Também ajuda que o ritmo geral seja arejado. Com cerca de uma hora, o filme alterna blocos de gag e respiros de situação, usa cartões-título econômicos e aposta tudo na legibilidade do gesto. Quando Keaton “erra” — por exemplo, alongando um beat além do necessário —, a própria materialidade do navio sustenta o interesse: há sempre um canto novo a explorar, um mecanismo a acionar, uma peça móvel que, como um instrumento musical, pede um toque diferente. Não é a comédia mais densa do diretor, mas é uma das mais “tocáveis”, no sentido quase tátil do termo.
O contexto de bastidores adiciona camadas ao mito. A compra/locação do Buford, a presença de um capitão veterano supervisionando operações durante a filmagem, a convivência da equipe no casco metálico por semanas — tudo isso reforça a imagem de Keaton como artesão obcecado por verossimilhança mecânica. Nada é substituído por pintura de estúdio quando o real pode ser domado; e quando o real resiste — como na água gelada do Tahoe —, o filme incorpora essa resistência como parte do humor.

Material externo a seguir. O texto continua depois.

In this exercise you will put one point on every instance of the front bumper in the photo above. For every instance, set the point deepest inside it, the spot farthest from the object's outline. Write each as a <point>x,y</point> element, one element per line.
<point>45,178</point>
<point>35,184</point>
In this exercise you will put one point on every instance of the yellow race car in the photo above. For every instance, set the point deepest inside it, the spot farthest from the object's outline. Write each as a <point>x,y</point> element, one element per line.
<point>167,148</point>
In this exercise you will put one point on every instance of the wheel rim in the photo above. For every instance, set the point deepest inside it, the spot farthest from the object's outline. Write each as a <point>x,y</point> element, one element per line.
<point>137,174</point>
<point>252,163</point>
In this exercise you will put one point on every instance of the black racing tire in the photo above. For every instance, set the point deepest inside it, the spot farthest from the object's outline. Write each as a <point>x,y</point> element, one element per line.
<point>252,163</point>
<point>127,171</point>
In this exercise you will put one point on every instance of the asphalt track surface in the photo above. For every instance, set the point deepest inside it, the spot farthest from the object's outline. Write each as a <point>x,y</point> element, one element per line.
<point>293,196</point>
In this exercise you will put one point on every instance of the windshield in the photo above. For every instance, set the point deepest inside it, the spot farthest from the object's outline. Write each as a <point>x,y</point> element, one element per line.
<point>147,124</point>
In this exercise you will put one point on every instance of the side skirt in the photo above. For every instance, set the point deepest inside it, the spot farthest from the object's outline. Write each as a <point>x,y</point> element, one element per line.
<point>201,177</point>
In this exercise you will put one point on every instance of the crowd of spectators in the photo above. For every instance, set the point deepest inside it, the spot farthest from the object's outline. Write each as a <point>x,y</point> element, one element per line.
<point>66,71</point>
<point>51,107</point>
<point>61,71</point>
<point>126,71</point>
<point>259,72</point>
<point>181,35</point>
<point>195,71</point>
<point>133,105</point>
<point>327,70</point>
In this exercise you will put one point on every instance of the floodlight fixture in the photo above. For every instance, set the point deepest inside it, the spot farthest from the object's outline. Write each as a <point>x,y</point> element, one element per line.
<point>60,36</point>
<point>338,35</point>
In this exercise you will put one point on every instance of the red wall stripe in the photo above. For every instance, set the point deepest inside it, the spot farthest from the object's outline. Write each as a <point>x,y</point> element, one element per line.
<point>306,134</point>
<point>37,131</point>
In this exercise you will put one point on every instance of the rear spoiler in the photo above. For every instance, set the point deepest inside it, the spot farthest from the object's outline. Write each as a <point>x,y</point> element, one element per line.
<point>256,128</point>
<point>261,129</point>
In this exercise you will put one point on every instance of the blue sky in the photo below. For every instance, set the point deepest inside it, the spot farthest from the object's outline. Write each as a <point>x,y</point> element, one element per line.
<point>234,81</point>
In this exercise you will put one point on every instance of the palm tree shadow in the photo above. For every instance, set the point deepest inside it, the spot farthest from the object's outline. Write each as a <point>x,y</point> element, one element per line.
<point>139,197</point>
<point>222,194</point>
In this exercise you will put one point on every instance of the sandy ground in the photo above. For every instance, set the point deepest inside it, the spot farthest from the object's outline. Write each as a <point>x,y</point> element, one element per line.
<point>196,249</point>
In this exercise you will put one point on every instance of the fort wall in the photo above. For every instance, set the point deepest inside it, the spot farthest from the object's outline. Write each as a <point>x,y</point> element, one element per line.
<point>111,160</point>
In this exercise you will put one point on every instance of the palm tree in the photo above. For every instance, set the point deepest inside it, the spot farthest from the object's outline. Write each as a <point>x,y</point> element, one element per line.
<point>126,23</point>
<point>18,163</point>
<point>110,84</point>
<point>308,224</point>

É a filosofia keatoniana em estado puro: a realidade é um sistema a ser compreendido e “hackeado”, mesmo que o hack termine, invariavelmente, em desastre (engraçadíssimo).

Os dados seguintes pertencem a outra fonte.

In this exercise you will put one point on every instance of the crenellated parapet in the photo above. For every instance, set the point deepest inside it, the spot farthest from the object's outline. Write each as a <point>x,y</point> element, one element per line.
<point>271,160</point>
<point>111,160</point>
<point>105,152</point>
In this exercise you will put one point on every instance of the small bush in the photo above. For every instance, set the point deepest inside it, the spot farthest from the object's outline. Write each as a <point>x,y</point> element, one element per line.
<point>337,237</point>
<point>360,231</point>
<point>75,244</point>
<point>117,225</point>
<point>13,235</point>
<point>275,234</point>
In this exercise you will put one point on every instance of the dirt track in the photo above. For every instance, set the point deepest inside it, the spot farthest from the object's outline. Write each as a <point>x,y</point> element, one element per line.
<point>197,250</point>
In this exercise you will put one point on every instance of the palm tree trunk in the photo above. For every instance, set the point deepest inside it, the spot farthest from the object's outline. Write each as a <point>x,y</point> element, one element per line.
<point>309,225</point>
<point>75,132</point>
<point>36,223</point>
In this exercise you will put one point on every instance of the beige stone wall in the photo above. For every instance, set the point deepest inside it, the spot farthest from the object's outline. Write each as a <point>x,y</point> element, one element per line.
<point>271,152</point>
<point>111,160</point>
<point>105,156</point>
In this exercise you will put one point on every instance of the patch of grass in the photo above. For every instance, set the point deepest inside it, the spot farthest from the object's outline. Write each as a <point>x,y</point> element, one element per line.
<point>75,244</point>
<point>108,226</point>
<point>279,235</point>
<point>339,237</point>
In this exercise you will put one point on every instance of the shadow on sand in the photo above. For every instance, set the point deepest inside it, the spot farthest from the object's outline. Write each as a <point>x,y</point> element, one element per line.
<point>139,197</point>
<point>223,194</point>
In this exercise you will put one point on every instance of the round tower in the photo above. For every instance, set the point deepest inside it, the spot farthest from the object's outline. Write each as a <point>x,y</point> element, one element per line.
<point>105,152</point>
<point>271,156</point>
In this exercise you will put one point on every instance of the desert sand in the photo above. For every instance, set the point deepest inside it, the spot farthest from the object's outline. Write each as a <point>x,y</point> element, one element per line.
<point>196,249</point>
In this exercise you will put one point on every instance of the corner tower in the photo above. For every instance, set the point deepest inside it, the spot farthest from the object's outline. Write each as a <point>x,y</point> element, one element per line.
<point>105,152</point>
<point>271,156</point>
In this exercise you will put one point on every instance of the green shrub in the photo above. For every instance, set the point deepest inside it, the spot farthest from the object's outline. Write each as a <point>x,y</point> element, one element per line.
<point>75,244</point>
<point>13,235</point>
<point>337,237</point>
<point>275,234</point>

Recepção crítica da época, como a de Variety, já apontava essa combinação curiosa de “comum e novo”: há números de rotina, mas também invenções de fôlego, especialmente debaixo d’água. O tempo cuidou de revalorizar a obra, que muitos veem como ápice comercial do período de longas de Keaton — ele mesmo teria declarado, em algum momento, que era seu preferido. A consagração institucional posterior (AFI, National Film Registry) só consolida o que o corpo sabe desde 1924: rir aqui é efeito de arquitetura e de risco calculado.

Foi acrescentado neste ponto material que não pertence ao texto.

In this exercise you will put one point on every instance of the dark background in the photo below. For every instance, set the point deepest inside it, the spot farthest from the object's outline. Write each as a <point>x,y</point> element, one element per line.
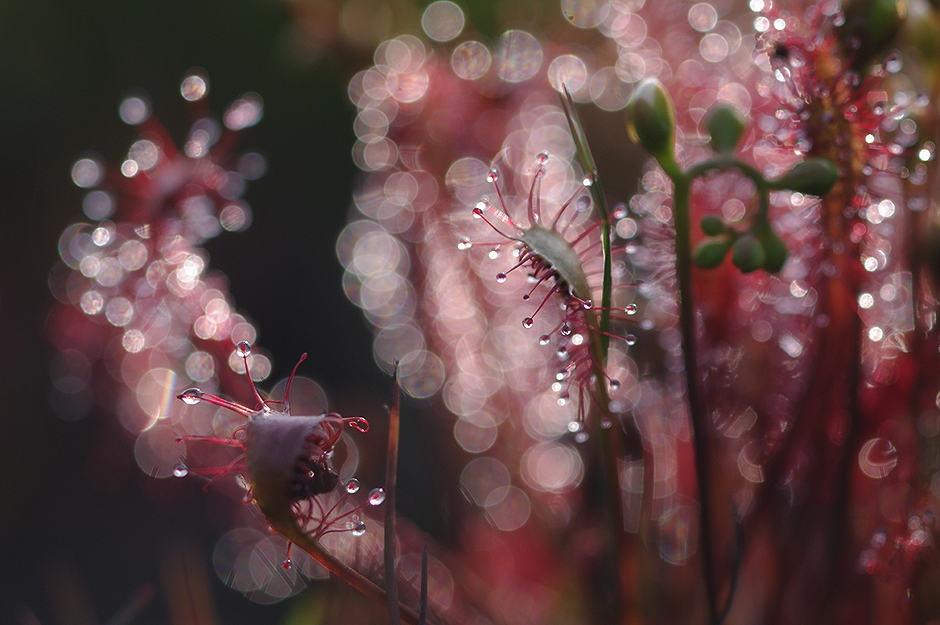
<point>64,67</point>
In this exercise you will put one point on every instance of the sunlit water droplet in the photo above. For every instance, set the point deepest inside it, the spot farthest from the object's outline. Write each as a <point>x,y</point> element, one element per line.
<point>191,396</point>
<point>377,496</point>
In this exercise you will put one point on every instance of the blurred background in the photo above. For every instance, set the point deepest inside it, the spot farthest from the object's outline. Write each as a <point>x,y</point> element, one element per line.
<point>84,534</point>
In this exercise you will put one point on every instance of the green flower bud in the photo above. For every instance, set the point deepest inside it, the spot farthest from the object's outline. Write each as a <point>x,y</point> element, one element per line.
<point>711,252</point>
<point>814,176</point>
<point>725,125</point>
<point>775,251</point>
<point>712,225</point>
<point>651,119</point>
<point>748,253</point>
<point>870,28</point>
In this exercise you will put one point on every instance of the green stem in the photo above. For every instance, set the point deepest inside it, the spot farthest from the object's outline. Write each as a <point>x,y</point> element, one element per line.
<point>697,414</point>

E por que, afinal, ainda funciona tão bem? Porque Keaton não pede cumplicidade; ele oferece demonstrações. Não há excesso de explicação, nem sublinhado sentimental. O riso nasce da descoberta compartilhada: quando Rollo e Betsy inventam uma solução, nós descobrimos com eles; quando a solução colapsa, a câmera, imóvel, nos deixa observar o colapso inteiro. Um século depois, essa ética da clareza — que trata o espectador como parceiro inteligente, e não como plateia à espera de “graça” — continua fresca. Marinheiro Por Descuido pode não ter a majestade absoluta dos picos da filmografia, mas é um oceano de ideias em mar calmo, navegável do primeiro ao último rolo. E, em cada ondinha, há um susto feliz à espreita — a prova de que a comédia, quando construída com madeira boa e parafusos justos, permanece à tona por 100 anos e segue surpreendendo como se fosse, gloriosamente, a primeira vez.